Is there any progress on this ticket?

[bcoca]

@dbevacqua can you confirm that PR above fixes your issue?

[mrstanwell]

@bcoca I wish I could, but I haven't been able to reproduce it under controlled conditions (the playbook is run by my CI/CD system). I'll go weeks without seeing it. I've run the playbook in a loop for hours without being able to trigger it. I have multiple playbooks, but only the one that starts with a gather facts hangs. The hang occurs almost immediately after the gather facts task, regardless of what other tasks come next. I've tried rearranging tasks, and always see the hang at the same spot regardless of task. It's hung on tasks being skipped. It's hung on an include. I'd like to get a stack trace of a hang in progress, but the CI system kills it after a timeout. I can't even leave it running with DEBUG logging on, because that would expose secrets in the CI log files.

I realize there's not much to go on here, which is why I haven't opened an issue.

[dbevacqua]

@bcoca inasmuch as it removes the line on which the hang was occurring then yes, it would probably fix the particular issue I reported, but I doubt it will fix all problems of this class. I'll give it a go but I personally wouldn't consider the issue fixed as a result of this change.

[bcoca]

In general we avoid mixing threads and forks, but yes, we are dependant that included libraries don't do such things either.

Aside from pwd I don't believe we have a remaining library that does this in core code. As for 3rd party plugins, we cannot really control or stop, just document and advise.

I cannot think of a possible way to resolve this universally (aside from not forking nor threading at all .. which is not an option), just ensure that all code added adheres to the good behaviour. So I'm going to consider this specific issue resolved once I merge the PR.

[dbevacqua]

I believe using start method forkserver as I suggest above would resolve this universally, though would probably be a bit slower.

See the python docs

fork
The parent process uses os.fork() to fork the Python interpreter.

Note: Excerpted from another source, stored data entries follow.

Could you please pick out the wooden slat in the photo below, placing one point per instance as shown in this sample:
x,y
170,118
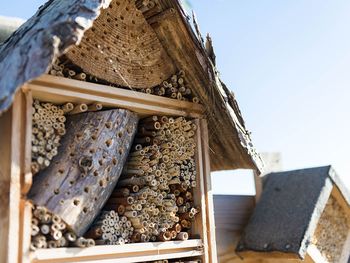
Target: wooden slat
x,y
123,253
60,90
208,192
200,225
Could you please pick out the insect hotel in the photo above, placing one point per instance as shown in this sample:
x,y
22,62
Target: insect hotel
x,y
112,118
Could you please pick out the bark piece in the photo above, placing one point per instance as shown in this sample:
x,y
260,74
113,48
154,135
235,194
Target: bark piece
x,y
90,160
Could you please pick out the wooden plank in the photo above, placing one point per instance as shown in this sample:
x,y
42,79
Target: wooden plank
x,y
25,231
200,225
5,179
314,255
11,148
232,212
345,255
341,200
208,191
139,251
60,90
127,258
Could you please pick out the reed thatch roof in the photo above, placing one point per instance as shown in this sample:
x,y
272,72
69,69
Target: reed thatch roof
x,y
132,45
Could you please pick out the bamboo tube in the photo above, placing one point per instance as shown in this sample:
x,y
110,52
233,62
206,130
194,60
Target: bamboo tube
x,y
79,109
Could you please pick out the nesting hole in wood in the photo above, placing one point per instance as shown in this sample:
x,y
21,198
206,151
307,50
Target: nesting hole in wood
x,y
109,143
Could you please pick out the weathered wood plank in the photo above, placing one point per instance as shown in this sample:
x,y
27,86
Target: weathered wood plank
x,y
88,165
208,192
56,26
122,253
230,143
5,179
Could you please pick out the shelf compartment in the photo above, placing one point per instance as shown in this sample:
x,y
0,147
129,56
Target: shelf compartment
x,y
60,90
138,252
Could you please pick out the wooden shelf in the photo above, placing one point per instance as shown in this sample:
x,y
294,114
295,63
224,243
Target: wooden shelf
x,y
139,252
59,90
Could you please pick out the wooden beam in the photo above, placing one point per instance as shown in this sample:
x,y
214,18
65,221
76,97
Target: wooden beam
x,y
200,225
138,252
59,90
228,134
315,255
208,192
11,148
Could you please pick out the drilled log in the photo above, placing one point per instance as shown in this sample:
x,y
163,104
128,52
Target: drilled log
x,y
90,160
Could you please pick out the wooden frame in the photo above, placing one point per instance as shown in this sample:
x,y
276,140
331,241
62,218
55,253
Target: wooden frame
x,y
59,90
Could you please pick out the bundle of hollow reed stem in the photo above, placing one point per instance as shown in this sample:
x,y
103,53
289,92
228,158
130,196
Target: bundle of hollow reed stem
x,y
48,127
155,189
175,88
178,261
111,229
50,231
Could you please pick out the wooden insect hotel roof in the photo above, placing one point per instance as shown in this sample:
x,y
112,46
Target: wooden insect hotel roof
x,y
131,45
289,216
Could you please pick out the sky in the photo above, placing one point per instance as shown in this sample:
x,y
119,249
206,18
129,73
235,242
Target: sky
x,y
288,64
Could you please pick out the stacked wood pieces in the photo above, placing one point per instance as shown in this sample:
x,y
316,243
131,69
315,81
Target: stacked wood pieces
x,y
178,261
175,88
155,189
63,67
50,231
48,127
88,165
332,231
111,229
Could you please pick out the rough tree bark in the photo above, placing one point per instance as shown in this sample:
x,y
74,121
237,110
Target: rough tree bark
x,y
90,160
29,52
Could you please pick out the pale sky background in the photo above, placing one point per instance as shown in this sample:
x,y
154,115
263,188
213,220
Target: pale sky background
x,y
288,63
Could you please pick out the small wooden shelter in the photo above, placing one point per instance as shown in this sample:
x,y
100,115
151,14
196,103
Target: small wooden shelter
x,y
64,160
303,215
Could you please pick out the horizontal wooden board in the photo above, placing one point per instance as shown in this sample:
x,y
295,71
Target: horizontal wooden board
x,y
60,90
138,252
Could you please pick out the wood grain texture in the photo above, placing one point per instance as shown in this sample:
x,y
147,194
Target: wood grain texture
x,y
125,47
90,160
230,143
29,52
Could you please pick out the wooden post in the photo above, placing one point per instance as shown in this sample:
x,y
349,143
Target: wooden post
x,y
11,148
208,192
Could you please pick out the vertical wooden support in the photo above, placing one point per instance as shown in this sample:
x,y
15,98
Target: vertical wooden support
x,y
208,192
11,148
200,225
26,177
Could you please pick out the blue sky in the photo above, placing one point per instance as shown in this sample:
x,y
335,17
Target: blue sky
x,y
288,63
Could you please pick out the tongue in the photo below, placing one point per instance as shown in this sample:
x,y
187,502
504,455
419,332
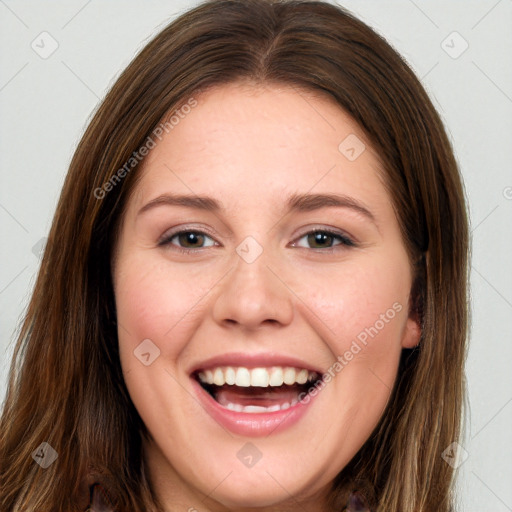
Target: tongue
x,y
264,397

The child process, when it begins, is effectively identical to the parent process. All resources of the parent are inherited by the child process. Note that safely forking a multithreaded process is problematic.

Available on Unix only. The default on Unix.

forkserver
When the program starts and selects the forkserver start method, a server process is started. From then on, whenever a new process is needed, the parent process connects to the server and requests that it fork a new process. The fork server process is single threaded so it is safe for it to use os.fork(). No unnecessary resources are inherited.

[bcoca]

we've tried using forkserver but it won't work in many contexts since most of the code is not compatible with things like spawn as we rely on fork inheritance.

[pbrezina]

As mentioned in #61701 this makes Ansible very unreliable when used under terminal multiplexors. In my case if it hangs it always hangs at this point:

- name: Remove hostname from /etc/hosts
  become: True
  lineinfile:
    path: /etc/hosts
    regexp: '^(127\.0\.0\.1|::1)[ \t]+{{ ipa.hostname }}.*$'
    state: absent

It would be good to see this issue prioritized.